La Constitution de 1987 reconnait tous les pouvoirs aux parlementaires. Le Président, chef de l'Exécutif, est un personnage effacé (sans pouvoir) par raport au premier Ministre. Alors que c'est celui-là qui préside le Conseil des Ministres (art 154). Pour éviter cette contradiction, la révision doit viser, tout en sauvegardant le rôle du Parlement, à responsabiliser le chef de l'État en lui donnant par exemple la possibilité d'intervenir devant le Parlement et de définir la politique de l'État.

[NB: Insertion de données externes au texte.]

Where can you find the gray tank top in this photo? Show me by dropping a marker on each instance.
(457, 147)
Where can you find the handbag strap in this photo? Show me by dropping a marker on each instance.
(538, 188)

La révision constitutionnelle doit indubitablement donner naissance à un Conseil électoral permanent et apporter une modification à l'article 192 conformément à la nouvelle réalité des collectivités territoriales. Le pays ne compte plus neuf départements, mais dix. Cependant, elle (la révision) doit doter ce Conseil d'un instrument juridique et d'un pouvoir coercitif lui permettant d'imposer ses décisions.

La question de l'armée est à résoudre selon la volonté de l'État d'avoir ou non des forces armées. Sinon, on élimine l'article 263 et les alinéas y relatifs. Si oui, il faut se garder de continuer à faire de l'armée un État dans L'ÉAT et admettre qu'en tant que force du pouvoir politique, elle est une institution politique (et non apolitique).

Cette révision doit enfin amender la procédure d'amendement (articles 282-283-284 des dispositions générales) qui est trop longue et apte à empêcher toute tentative de révision d'aboutir, éliminer le titre XIV et par voie référendaire dans l'article 298. Même si en 1987, la constitution a été ratifiée par un référendum, l'article 284, alinéa 3, interdit de l'amender par voie référendaire.

En somme, cette révision de la Constitution de 1987 doit garantir aux citoyens des droits et des devoirs nouveaux, rééquilibrer les insitutions libérales, redéfinir les attributions du Chef de l'État et celles du Premier Ministre, conserver la forme républicaine du gouvernement, le sens moral et patriotique.